As the Obama presidency ends, with much to its credit, the vision of a postracial reset that defined its historic debut seems belied by worsening disparities that are almost irrevocably color-coded, by Supreme Court majorities disingenuously mocking African-American and Latino voting rights, by a reborn nativism more virulent than its mid-nineteenth-century parent, and by criminal-justice-system irregularities perceived as outrageous enough to spark corrective uprisings from Ferguson to Staten Island to Baltimore.
It is certain that when this decade ends, it will have confirmed W.E.B. Du Bois’s grim prophecy about America’s everlasting racism. Can historians help, and if so, then how do we answer the Chernyshevskian question—what is to be done? In Black Is a Country: Race and the Unfinished Struggle for Democracy, New York University historian Nikhil Pal Singh asks, “What if the political lesson of the long civil rights era is that we advance equality only by continually passing through a politics of race and by refusing the notion of a definitive ‘beyond’ race?”

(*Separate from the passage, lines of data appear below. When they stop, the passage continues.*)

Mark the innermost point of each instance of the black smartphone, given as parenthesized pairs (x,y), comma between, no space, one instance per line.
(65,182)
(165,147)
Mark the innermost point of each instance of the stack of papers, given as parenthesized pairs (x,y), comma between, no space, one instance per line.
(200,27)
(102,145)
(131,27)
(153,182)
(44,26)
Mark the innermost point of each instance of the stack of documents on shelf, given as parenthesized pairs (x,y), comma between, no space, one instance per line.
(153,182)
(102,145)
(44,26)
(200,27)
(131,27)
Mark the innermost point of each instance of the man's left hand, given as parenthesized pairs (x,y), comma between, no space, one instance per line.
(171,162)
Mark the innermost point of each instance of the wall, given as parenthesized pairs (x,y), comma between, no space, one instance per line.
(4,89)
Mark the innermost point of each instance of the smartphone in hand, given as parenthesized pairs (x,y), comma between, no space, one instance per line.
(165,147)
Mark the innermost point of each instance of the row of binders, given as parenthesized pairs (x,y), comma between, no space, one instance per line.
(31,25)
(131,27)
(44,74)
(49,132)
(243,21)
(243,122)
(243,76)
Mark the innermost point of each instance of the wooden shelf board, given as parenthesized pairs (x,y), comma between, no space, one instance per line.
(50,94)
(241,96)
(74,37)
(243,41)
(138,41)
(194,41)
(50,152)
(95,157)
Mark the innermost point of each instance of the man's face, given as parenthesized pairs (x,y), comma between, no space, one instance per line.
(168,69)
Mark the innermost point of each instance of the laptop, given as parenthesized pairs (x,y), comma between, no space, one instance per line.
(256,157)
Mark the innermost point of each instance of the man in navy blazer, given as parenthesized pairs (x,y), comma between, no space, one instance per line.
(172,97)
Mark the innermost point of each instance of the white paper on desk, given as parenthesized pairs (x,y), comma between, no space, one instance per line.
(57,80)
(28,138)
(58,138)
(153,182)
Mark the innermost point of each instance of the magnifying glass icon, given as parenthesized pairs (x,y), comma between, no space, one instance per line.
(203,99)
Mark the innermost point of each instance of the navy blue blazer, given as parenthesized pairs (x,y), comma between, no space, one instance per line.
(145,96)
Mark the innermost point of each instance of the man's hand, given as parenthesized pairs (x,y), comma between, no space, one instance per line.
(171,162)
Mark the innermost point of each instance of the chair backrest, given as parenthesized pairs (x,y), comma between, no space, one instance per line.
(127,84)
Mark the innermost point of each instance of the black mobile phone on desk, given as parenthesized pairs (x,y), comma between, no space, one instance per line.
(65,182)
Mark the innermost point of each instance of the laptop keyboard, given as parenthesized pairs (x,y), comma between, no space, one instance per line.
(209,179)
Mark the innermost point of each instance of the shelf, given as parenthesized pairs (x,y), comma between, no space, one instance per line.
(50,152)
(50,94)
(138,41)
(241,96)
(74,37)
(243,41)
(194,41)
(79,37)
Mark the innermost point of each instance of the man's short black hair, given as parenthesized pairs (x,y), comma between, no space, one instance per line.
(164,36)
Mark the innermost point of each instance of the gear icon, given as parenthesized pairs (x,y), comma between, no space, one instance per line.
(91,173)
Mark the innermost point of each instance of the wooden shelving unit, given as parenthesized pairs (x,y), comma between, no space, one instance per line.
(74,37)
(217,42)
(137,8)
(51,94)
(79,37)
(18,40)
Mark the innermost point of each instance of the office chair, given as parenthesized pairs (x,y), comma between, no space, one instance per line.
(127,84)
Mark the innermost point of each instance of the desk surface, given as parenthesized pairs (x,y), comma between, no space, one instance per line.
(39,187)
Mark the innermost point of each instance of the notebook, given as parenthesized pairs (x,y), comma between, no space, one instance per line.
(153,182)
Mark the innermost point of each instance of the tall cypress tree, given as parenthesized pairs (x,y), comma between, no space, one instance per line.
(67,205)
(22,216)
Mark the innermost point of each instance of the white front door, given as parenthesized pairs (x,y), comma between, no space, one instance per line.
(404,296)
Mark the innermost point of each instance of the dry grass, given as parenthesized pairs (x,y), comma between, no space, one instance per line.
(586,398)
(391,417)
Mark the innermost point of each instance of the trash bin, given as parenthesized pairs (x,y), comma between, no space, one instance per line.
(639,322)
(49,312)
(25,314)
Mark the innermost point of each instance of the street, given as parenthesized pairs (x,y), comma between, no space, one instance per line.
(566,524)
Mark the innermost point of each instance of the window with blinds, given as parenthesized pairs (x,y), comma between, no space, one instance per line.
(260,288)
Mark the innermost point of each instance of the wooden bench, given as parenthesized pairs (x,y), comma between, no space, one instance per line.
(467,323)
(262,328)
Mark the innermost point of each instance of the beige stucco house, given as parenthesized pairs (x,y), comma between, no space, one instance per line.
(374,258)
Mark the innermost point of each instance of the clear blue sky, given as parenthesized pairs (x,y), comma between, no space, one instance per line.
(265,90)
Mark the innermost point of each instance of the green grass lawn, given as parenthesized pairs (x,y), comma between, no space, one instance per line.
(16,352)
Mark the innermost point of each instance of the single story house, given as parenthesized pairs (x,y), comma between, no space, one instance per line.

Moderately good news are those definite signs of a historical revisionism that upends the hoary master narrative of Herrenvolk democracy, its Jeffersonian laissez-faire matched with Hamiltonian finance, its unrivaled industrial takeoff, its robust middle classes gloriously replenished by hardworking immigrants, its eschatology of white merit.

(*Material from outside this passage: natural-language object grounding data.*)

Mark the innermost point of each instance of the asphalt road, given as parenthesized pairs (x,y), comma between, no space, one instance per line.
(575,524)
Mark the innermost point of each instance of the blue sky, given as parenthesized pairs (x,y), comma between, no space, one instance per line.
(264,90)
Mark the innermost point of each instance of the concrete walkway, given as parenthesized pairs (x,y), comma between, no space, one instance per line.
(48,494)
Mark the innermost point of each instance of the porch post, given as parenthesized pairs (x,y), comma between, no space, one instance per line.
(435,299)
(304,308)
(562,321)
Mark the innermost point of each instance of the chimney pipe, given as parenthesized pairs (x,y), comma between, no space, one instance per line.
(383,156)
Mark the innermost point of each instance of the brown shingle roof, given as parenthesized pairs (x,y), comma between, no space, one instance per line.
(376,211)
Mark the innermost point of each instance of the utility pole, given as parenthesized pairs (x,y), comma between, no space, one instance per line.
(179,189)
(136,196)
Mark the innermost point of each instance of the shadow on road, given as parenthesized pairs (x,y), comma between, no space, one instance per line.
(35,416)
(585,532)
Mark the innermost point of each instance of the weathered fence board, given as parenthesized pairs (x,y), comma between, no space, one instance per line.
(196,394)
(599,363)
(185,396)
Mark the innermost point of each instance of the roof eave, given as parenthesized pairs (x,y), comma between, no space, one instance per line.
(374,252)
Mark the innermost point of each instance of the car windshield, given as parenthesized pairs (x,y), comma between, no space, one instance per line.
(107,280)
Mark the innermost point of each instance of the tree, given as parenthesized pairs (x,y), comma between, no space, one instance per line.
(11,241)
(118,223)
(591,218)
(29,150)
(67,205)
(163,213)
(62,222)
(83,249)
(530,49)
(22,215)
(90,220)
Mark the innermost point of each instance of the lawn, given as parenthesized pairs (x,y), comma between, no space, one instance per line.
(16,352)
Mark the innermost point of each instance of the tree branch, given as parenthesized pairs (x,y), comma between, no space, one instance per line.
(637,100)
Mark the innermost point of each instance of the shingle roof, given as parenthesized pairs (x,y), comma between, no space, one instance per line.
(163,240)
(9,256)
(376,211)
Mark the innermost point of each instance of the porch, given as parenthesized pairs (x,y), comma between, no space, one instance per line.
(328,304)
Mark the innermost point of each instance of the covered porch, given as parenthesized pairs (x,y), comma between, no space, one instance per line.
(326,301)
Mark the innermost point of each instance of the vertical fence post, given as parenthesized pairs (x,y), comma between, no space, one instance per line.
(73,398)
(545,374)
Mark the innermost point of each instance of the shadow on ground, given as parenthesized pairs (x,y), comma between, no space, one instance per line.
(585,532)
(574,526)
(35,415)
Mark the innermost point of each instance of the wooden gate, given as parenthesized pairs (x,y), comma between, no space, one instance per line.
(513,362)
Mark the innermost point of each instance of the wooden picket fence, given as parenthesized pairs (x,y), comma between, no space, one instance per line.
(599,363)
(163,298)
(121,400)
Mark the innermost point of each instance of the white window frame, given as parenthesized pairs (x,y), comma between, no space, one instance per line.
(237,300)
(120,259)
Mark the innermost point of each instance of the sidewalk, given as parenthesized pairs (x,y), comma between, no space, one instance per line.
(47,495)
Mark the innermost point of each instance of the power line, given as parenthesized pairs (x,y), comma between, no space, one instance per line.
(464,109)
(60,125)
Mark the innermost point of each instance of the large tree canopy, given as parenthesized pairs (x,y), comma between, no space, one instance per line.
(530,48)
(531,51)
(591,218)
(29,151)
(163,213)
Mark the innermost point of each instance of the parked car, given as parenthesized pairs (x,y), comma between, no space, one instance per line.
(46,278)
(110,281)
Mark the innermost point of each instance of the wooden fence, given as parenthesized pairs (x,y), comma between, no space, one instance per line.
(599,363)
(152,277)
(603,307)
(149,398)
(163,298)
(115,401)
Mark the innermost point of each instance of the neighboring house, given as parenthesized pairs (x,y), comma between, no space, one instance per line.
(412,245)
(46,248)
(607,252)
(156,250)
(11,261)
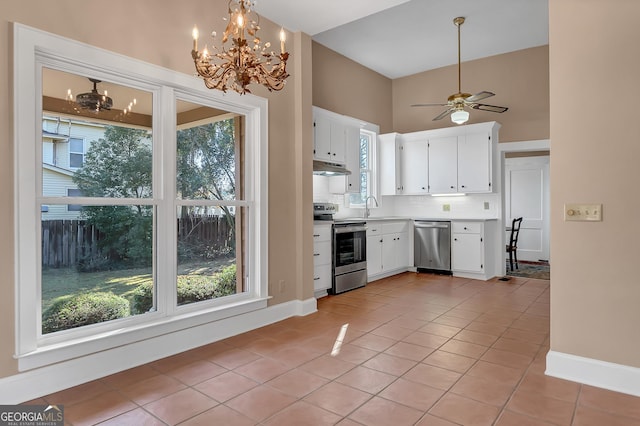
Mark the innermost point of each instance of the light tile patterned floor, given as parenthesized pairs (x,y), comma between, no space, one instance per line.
(418,349)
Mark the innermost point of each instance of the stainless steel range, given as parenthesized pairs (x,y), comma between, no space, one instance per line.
(349,256)
(349,249)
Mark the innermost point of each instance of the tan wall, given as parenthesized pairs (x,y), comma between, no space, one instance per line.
(519,79)
(159,32)
(594,69)
(346,87)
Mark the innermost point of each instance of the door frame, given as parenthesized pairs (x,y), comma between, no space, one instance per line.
(503,148)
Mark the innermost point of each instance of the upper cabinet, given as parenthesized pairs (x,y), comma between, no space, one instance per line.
(336,138)
(443,164)
(442,161)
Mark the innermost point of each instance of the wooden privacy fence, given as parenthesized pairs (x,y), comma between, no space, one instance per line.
(67,242)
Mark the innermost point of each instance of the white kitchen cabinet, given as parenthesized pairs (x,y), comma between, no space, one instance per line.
(414,165)
(329,137)
(403,164)
(388,248)
(467,246)
(388,164)
(443,165)
(322,273)
(474,162)
(472,249)
(460,163)
(349,183)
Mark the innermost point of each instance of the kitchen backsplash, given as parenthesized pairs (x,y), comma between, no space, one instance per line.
(472,206)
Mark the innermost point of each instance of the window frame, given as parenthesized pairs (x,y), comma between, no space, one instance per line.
(35,49)
(371,133)
(71,152)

For too long, we have looked in the wrong place and race for the genesis of the American story, as Craig Steven Wilder’s rum-and-sugar archaeology of the Ivy League (Ebony & Ivy: Race, Slavery, and the Troubled History of America’s Universities) documents; as Parkman laureate Danielle Allen’s troubling parsing of the Declaration of Independence (Our Declaration: A Reading of the Declaration of Independence in Defense of Equality) suggests; or as Walter Johnson’s grim, close look at capitalism and slavery in the trans-Mississippi (River of Dark Dreams: Slavery and Empire in the Cotton Kingdom, Mr. Jefferson’s soi-disant “empire of liberty”) reveals.
Sven Beckert’s Bancroft Prize monograph, Empire of Cotton, brings things into sharper focus, because cotton, as he rightly says, is “the story of the making and remaking of global capitalism and with it of the modern world.”
With Edward Baptist’s The Half Has Never Been Told: Slavery and the Making of American Capitalism, we may have arrived by way of Eric Williams, David Brion Davis, James Oakes, and others of the profession’s vanguard at the frontier of a new meta-narrative that upends exceptionalism. If that proves accurate, we will comprehend how the institution of American slavery functioned as a vast, efficient concentration camp, from which flowed the enormous wealth that made the industrial North possible and the surplus capital upon which the commercial and industrial paramountcy of New York and Philadelphia were built. This is the dreadful reality of a vaunted national success story that is inconceivable without the constitutionally justified and enforced indispensability of 4 million black lives that mattered.